My belief is that this is our challenge, and if we escape it through whatever means it will just be waiting for us in the next life. I've often thought that I would just be born trans again, maybe even in a worse place and time than 21st century america...kind like your situation. Look at it this way though, you have come this far, endured this much, quitting right before it starts getting better doesn't make any sense.

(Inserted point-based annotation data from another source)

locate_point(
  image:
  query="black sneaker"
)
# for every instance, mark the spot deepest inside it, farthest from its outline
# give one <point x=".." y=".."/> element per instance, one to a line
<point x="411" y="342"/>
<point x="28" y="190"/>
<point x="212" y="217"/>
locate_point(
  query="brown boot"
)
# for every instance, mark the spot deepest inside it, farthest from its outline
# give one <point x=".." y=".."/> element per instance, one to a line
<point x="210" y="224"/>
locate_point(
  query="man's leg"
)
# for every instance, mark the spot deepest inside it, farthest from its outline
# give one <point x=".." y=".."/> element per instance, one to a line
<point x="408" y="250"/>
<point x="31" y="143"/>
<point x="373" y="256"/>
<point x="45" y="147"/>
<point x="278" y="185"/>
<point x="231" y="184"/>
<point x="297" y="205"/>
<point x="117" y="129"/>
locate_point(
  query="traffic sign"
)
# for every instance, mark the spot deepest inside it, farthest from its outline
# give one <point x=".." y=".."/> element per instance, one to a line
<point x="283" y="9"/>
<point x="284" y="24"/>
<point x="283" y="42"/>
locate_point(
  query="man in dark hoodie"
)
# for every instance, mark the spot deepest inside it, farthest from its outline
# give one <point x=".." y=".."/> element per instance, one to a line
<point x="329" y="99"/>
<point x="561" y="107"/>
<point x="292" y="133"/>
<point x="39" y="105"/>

Ok now the standard stuff is said. Lots of us can relate to your feelings, Shelina. I attempted it once, and technically for a few minutes I succeeded. I have learned what I did wrong, and won't make the same mistake again; however after much state-mandated therapy (apparently it's against the law to attempt suicide) I decided to give transition a chance. It's not off the table though, not by a longshot. I know it sounds morbid, but if you decide to do it make sure you do it right, because if you don't it HURTS, and you'll be forever changed.
Something to keep in mind is that you are probably not in your right mind these days. With a complete lack of therapy on top of self medicating, you are loading a lot on yourself and setting yourself up for failure. These are big things that are happening, major changes going on inside you and around you, and it looks from what you've shared with us like you are totally alone in it all. If there is anyone you can talk to about your feelings, why not do it? Suicide is a big decision and it's hard to do right, so why not get a second, objective opinion before going through with it?